Directed by Peter Webber.
Featuring Ken Boothe, Kiddus I, Jah9, Winston McAnuff, Judy Mowatt, Cedric Myton, Lloyd Parks.
British filmmaker Peter Webber follows a group of pioneering reggae artists as they reunite in the hills overlooking Kingston to record an acoustic album.
Initially, it might appear something of an oddity that a documentary about reggae, its history and influences should be helmed by a British director with a back-catalogue that includes Girl With A Pearl Earring, Hannibal Rising and one episode of Six Feet Under. But, from the opening frames of Peter Webber’s Inna de Yard, it’s quite clear that the narrative rhythm of its story — or stories, rather — is set almost exclusively by those in front of the camera.
Much like the laid-back, free-wheeling passion of its subjects, Inna de Yard takes a meandering, infectiously charming jaunt into the sounds that shaped a nation, and the lives that influenced the music.
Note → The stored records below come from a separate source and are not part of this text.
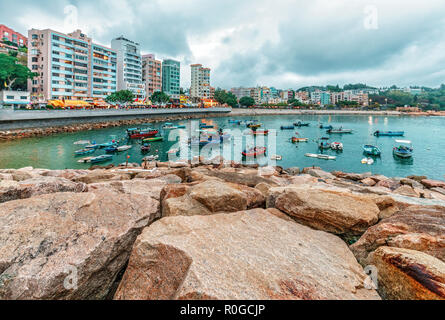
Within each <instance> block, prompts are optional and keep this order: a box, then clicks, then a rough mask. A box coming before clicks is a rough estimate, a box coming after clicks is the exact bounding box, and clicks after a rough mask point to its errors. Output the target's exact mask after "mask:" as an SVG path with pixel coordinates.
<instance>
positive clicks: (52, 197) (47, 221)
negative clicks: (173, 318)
mask: <svg viewBox="0 0 445 320" xmlns="http://www.w3.org/2000/svg"><path fill="white" fill-rule="evenodd" d="M157 217H158V203H157V202H156V201H154V200H152V199H151V198H149V197H145V196H141V195H135V194H132V195H126V194H117V193H113V192H107V191H98V192H95V193H55V194H49V195H42V196H38V197H33V198H30V199H26V200H16V201H10V202H7V203H4V204H1V205H0V252H1V255H0V299H12V300H14V299H33V300H35V299H45V300H46V299H50V300H54V299H103V298H104V297H105V296H106V295H107V293H108V291H109V289H110V287H111V285H112V283H113V282H114V280H115V278H116V276H117V275H118V273H119V272H120V271H121V270H122V269H123V267H124V266H125V264H126V263H127V261H128V258H129V255H130V251H131V248H132V246H133V243H134V241H135V239H136V237H137V236H138V235H139V233H140V231H141V229H142V228H144V227H146V226H147V225H148V224H149V223H151V222H152V221H153V220H154V219H155V218H157ZM73 278H77V281H73Z"/></svg>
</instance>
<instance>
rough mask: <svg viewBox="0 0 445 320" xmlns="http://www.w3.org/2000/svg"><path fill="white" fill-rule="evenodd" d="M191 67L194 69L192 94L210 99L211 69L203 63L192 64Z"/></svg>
mask: <svg viewBox="0 0 445 320" xmlns="http://www.w3.org/2000/svg"><path fill="white" fill-rule="evenodd" d="M190 67H191V69H192V72H191V78H192V79H191V80H192V81H191V87H190V96H191V97H192V98H199V99H210V69H209V68H204V67H203V66H202V64H192V65H191V66H190Z"/></svg>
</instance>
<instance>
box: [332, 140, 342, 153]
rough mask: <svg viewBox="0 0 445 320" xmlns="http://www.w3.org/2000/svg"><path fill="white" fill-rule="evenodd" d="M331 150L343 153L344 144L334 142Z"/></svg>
mask: <svg viewBox="0 0 445 320" xmlns="http://www.w3.org/2000/svg"><path fill="white" fill-rule="evenodd" d="M331 149H332V150H336V151H343V143H341V142H332V143H331Z"/></svg>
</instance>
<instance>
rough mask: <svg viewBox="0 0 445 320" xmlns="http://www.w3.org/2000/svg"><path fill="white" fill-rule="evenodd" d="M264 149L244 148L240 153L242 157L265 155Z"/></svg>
mask: <svg viewBox="0 0 445 320" xmlns="http://www.w3.org/2000/svg"><path fill="white" fill-rule="evenodd" d="M266 151H267V148H266V147H255V148H250V149H248V150H244V151H243V152H242V153H241V154H242V155H243V156H244V157H250V158H254V157H258V156H262V155H265V154H266Z"/></svg>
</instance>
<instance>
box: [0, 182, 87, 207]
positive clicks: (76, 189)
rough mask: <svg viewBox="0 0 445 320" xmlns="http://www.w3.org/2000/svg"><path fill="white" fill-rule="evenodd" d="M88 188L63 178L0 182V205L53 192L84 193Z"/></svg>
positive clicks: (83, 185) (83, 184) (81, 183)
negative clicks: (5, 203) (30, 197)
mask: <svg viewBox="0 0 445 320" xmlns="http://www.w3.org/2000/svg"><path fill="white" fill-rule="evenodd" d="M87 190H88V188H87V186H86V184H84V183H76V182H72V181H70V180H67V179H64V178H56V177H42V176H39V177H37V178H32V179H28V180H23V181H20V182H17V181H10V180H1V181H0V203H2V202H6V201H11V200H16V199H26V198H30V197H33V196H37V195H41V194H48V193H55V192H85V191H87Z"/></svg>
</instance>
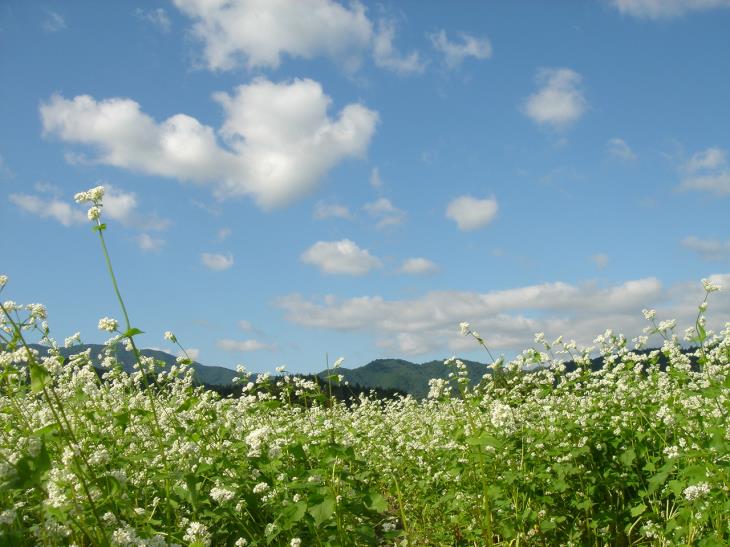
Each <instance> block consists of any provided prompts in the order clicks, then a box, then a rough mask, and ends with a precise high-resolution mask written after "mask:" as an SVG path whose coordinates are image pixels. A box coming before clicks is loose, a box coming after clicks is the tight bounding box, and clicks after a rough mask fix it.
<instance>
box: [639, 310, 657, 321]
mask: <svg viewBox="0 0 730 547" xmlns="http://www.w3.org/2000/svg"><path fill="white" fill-rule="evenodd" d="M641 313H643V314H644V319H646V320H647V321H651V320H652V319H654V318H655V317H656V310H641Z"/></svg>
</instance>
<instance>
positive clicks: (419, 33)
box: [0, 0, 730, 371]
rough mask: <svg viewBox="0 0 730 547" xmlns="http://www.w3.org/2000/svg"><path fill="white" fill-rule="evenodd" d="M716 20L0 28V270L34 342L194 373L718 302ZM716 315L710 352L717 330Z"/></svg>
mask: <svg viewBox="0 0 730 547" xmlns="http://www.w3.org/2000/svg"><path fill="white" fill-rule="evenodd" d="M729 29H730V2H727V1H726V0H701V1H700V0H613V1H612V0H605V1H601V0H595V1H587V2H580V3H579V2H550V3H547V2H544V3H543V2H509V3H507V2H481V3H476V2H463V3H449V4H448V9H447V5H446V4H445V3H439V2H382V3H381V2H378V3H370V2H362V3H358V2H352V3H349V2H348V3H337V2H334V1H330V0H306V1H304V0H302V1H298V2H294V1H285V0H279V1H268V0H267V1H254V0H240V1H234V0H231V1H229V2H219V1H214V2H210V1H203V0H175V1H173V2H152V1H149V2H139V5H138V6H135V5H134V3H133V2H103V3H102V2H91V1H88V2H87V1H73V2H25V1H23V2H21V1H12V0H11V1H10V2H5V3H3V5H2V6H0V82H2V83H1V84H0V119H1V120H2V125H1V126H0V127H1V129H0V193H1V194H2V195H1V196H0V219H1V220H0V222H2V229H3V234H4V236H5V237H3V243H2V263H1V264H0V270H2V273H5V274H7V275H8V276H9V277H10V282H9V284H8V286H7V287H6V289H5V290H4V292H3V295H4V298H12V299H13V300H15V301H18V302H24V303H29V302H42V303H44V304H45V305H46V306H47V307H48V311H49V322H50V324H51V328H52V331H53V333H54V335H55V337H56V338H57V339H59V340H61V341H62V340H63V339H64V338H65V337H67V336H70V335H71V334H73V333H74V332H76V331H80V332H81V337H82V339H83V340H84V341H85V342H100V341H103V340H105V338H106V337H105V336H104V334H105V333H102V332H100V331H98V330H97V322H98V320H99V318H101V317H104V316H111V317H117V318H120V312H119V311H118V308H117V304H116V301H115V299H114V294H113V292H112V289H111V285H110V282H109V279H108V277H107V276H106V272H105V269H104V264H103V260H102V255H101V251H100V248H99V243H98V240H97V239H96V236H95V234H93V233H92V231H91V228H90V223H89V221H88V220H87V219H86V212H85V209H84V208H83V207H82V206H81V205H77V204H75V203H74V201H73V196H74V194H75V193H76V192H79V191H82V190H86V189H87V188H90V187H93V186H96V185H104V186H105V187H106V188H107V199H106V206H105V209H104V218H105V219H106V221H107V223H108V226H109V230H108V231H107V237H108V243H109V246H110V249H111V255H112V260H113V262H114V265H115V268H116V271H117V274H118V277H119V279H120V284H121V288H122V292H123V293H124V295H125V297H126V300H127V304H128V308H129V310H130V315H131V317H132V322H133V324H134V326H136V327H138V328H140V329H142V330H143V331H145V333H146V334H145V335H144V336H143V337H142V340H141V343H142V344H143V345H144V346H147V347H156V348H161V349H167V350H170V351H173V349H172V348H171V347H170V346H168V345H166V344H167V343H166V342H165V341H164V339H163V332H164V331H166V330H172V331H174V332H175V333H176V335H177V337H178V338H179V340H180V341H181V343H182V344H183V345H184V346H185V347H187V348H190V349H191V351H192V353H193V356H195V357H196V358H197V359H198V360H199V361H200V362H202V363H204V364H217V365H224V366H230V367H233V366H235V365H236V364H238V363H244V364H246V365H247V366H248V368H249V369H251V370H273V368H274V367H275V366H278V365H282V364H285V365H287V367H288V369H289V370H291V371H315V370H320V369H321V368H323V365H324V361H325V354H326V353H328V354H329V355H330V359H331V360H332V359H334V358H336V357H338V356H343V357H345V363H346V365H347V366H350V367H356V366H360V365H363V364H365V363H367V362H369V361H370V360H372V359H375V358H379V357H401V358H407V359H410V360H413V361H417V362H422V361H426V360H430V359H434V358H444V357H448V356H450V355H452V354H458V355H461V356H464V357H468V358H475V359H485V357H486V356H484V355H482V353H480V352H479V351H478V348H476V347H475V344H474V341H473V340H470V339H466V338H464V337H462V336H460V334H459V328H458V324H459V322H460V321H468V322H470V323H471V324H472V326H473V327H474V328H475V329H476V330H477V331H479V332H480V334H481V335H482V336H483V337H484V338H485V339H486V341H487V343H488V344H489V345H490V346H491V347H492V348H493V349H494V350H495V351H496V352H497V353H504V354H505V355H507V356H511V355H514V354H515V352H517V351H519V350H521V349H523V348H525V347H528V346H530V345H531V344H532V339H533V333H535V332H542V331H544V332H545V333H546V335H547V336H548V337H556V336H558V335H561V334H562V335H564V336H565V337H566V339H569V338H575V339H576V340H577V341H578V342H580V343H585V344H588V343H590V342H591V341H592V339H593V337H594V336H595V335H597V334H599V333H601V332H603V331H604V330H605V329H607V328H611V329H613V330H615V331H618V332H624V333H625V334H626V335H627V336H628V337H629V338H632V337H635V336H638V335H640V334H641V329H642V328H643V327H644V326H645V323H646V322H645V320H644V318H643V316H642V314H641V310H642V309H643V308H657V310H658V317H660V318H662V319H668V318H676V319H678V320H679V324H680V329H679V334H680V335H681V331H682V329H683V328H684V327H686V326H689V325H691V324H692V323H693V317H694V315H695V313H696V306H697V304H699V302H700V301H701V299H702V297H703V293H702V286H701V284H700V279H702V278H711V279H713V280H715V281H717V282H719V283H721V284H725V285H730V223H729V222H728V220H727V216H728V215H727V213H728V211H730V167H729V165H730V164H729V163H728V162H729V161H730V134H729V133H728V120H730V99H729V98H730V32H729ZM727 295H728V293H727V292H725V291H723V292H721V293H715V294H713V295H712V299H711V303H710V309H709V323H710V326H712V327H714V328H716V329H719V328H721V327H722V325H723V324H724V323H725V322H726V321H728V320H729V319H730V299H729V298H728V296H727Z"/></svg>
Individual accounts of musical heydays and lofty showbiz heights (American labels; Top of the Pops performances) are sandwiched between memories of modest upbringings and retrospective contemplations of life’s figurative crossroads.
But, there’s always the presence of something wider at play here. “Some countries have diamonds” utters a native historian surrounded by piles upon piles of records that even the very best (or worst) of hoarders would be proud of. “Some countries have pearls, some countries have oil. Jamaica has reggae.” It’s a feeling that reverberates throughout this raw, intimate documentary, where the melodies crafted by its group of musicians, a mix of young and old, hold both cultural and historical resonance. Their songs are more than just the soundtrack to their lives, they are engrained reflections of it.
During its warmest moments, the film champions the unifying, immaterial power of music. At its most affecting, it explores the grief, injustice, struggle and sadness that inspired the artists’ most celebrated works. Cutting between a live Paris performance and recording sessions in their beloved back yard — atop something of a musical Mount Olympus in the cloud-kissed hills of Kingston — their stripped-back versions of their own tracks offer as much of a touching, spiritual catharsis as they do a cordial nostalgic celebration.
Structurally, it’s a fairly by-the-numbers affair. But, in the personal tales Inna de Yard chooses to tell, the tonal fluctuations echo the film’s unrefined focus, as well as neatly mirroring the highs and lows of life — like the rises and falls of a memorable musical number.